A pocos días de comenzar el año de celebraciones por los 200 años de nuestra “Dependencia” nacional, pero sobre todo internacional, conviene –como indicaba hace pocos días en este mismo espacio- hacer un inventario, un balance, un debe y un haber en nuestras cuentas historiográficas que, estoy casi seguro, nos llevaría a declararnos en bancarrota si lo enfocamos desde la perspectiva de la interculturalidad.
“Somos lo que comemos”, dice una frase seductora y de marketing que hasta se emplea como indicador de sección en muchos medios de comunicación donde se empuja y presiona al consumismo supermercadista de las grandes empresas o trust internacionales como Walmart, Tardget, Aldi o Heb o más en la vecindad Aurrerá donde le venden ya preparado (per portare vía) guajolote en salsa poblana porque además y otro elemento en el diccionario fraseológico, ya desde el Siglo de Oro cervantino: la comida entra por los ojos.
Así las cosas y retornando al inicio de lo que hablábamos (usté y yo lector) unas buenas cuatro semanas antes de la Semana Santa y más y mejor en los umbrales navideños le venden, utilizando los medios más ad-hoc, la idea de las tradiciones, su cultivo, lo chapín y lo importante de celebrar “en familia”. Es decir, que del cultivo más acendrado de nuestras tradiciones (sobre todo gastronómicas) se derivan varias virtudes: su capacidad de “chapinidad” (de pertenencia a “su” Guatemala) de culto por las tradiciones que nos hacen respetuosos de nuestra “cultura” o de que somos bien nacidos porque todo ello lo aderezamos en lo tibio del hogar ideal (esto es, “en familia”) a pesar de que la mayoría de familias son disfuncionales.
Y (usté, lector) cae no solo en la trampa de la especie (también cultural y por lo tanto de la Iglesia) que le indica creced y multiplicaos (en este mundo que está en agonía) sino también en la trampa del consumismo arrebatado viendo cómo -aunque sea empeñando el carro o el reloj (usté, lector querido) lleva para cultivar esas tradiciones ¡que no debemos perder!, las frutas para el ponche, los tamales o al menos una gallinota grasienta en sustituto del chompipe de la fiesta.
Ahora (y con perdón de usté lector de periódicos y medios de comunicación lo voy a poner al margen) y hablaré de otro mundo guatemalteco.
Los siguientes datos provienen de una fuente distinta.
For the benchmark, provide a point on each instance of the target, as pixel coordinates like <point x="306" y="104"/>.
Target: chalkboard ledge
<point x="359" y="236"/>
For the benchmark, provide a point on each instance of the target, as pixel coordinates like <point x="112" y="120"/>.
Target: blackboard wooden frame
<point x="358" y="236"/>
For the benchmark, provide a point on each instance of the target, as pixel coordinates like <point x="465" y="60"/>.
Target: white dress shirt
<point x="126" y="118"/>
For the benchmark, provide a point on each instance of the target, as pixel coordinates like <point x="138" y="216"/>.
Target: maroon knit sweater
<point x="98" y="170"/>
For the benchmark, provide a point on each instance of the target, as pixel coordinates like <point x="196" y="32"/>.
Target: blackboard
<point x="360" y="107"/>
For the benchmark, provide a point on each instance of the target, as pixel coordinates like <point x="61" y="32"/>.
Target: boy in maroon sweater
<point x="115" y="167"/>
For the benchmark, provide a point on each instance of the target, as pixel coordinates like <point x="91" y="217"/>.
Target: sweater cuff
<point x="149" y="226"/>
Del que vive en cierto modo en apartheid financiero. Al que le da igual que cumplamos o no 200 años de “Dependencia” interna -con los encomenderos- y externa con los gringos. Hablaré del que hace parte y conforma la mayoría de habitantes o sea más del 51%.
De plano, de tajo y con contundencia la mayoría de connacionales no comen ni tamales (con su ciruela, pasas y almendras) ni chumpe relleno de frutas en esta Navidad y Año Nuevo. Ni ¡menos aun! turrón de alicante, nueces y avellanas. Ergo o por tanto, la mayoría (más del 51 %) no son guatemaltecos porque no cultivan nuestras “costumbres ancestrales” ni se hartan “en familia”.
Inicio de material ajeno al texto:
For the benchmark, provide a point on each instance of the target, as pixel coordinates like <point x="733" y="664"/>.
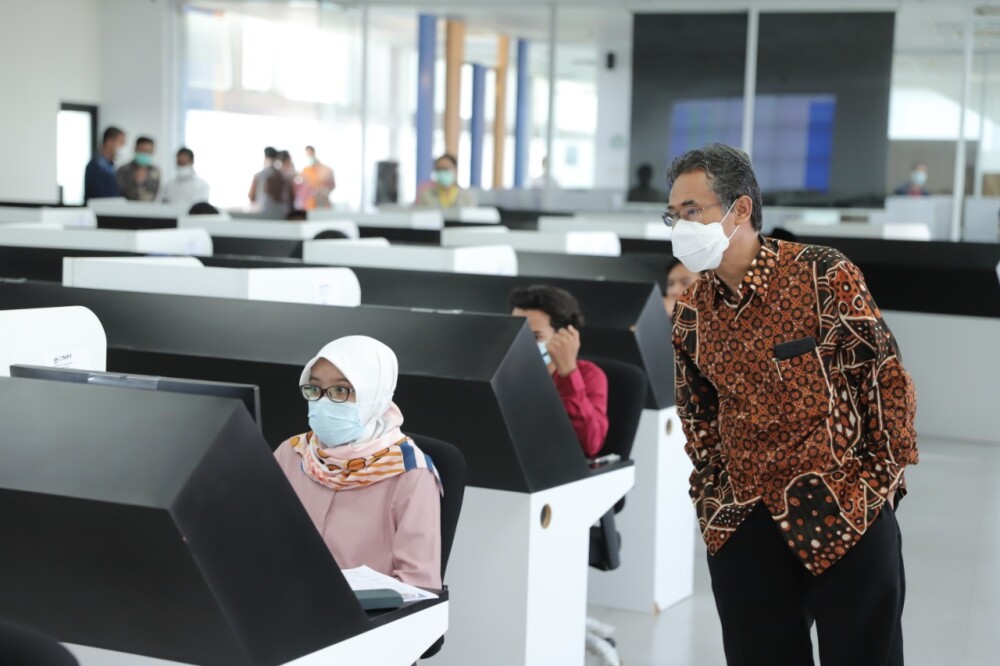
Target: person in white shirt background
<point x="188" y="187"/>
El 25% de los guatemaltecos viven en la miseria. El 26% en pobreza. Ya va el 51% que arroja mayoría. Y el restante 46-7 % dizque deben pertenecer a las estamentos bajo, medio y alto de la clase media. El resto, que no significan nada numéricamente, poseen toda la riqueza y no alcanzan a ser ni el 2% de toda la población guatemalteca.
Sin afanes leninista-stalinistas ¡ni cosa parecida!, y empuñando la socialdemocracia como arma ideológica, yo le digo, Señor Guatemalteco (que se alucina de fustán con picos y tal vez es cachimbiro) que ésta Navidad y Año Nuevo piense en quién come -y quien- no pavo y tamales; e intente un concepto de guatemalteco en la interculturalidad.
Y después, rece “en fuck familia” y dele gracias a todos los santos de que lo redimió Ríos Montt y su limpieza social y su genocidio. Así sea.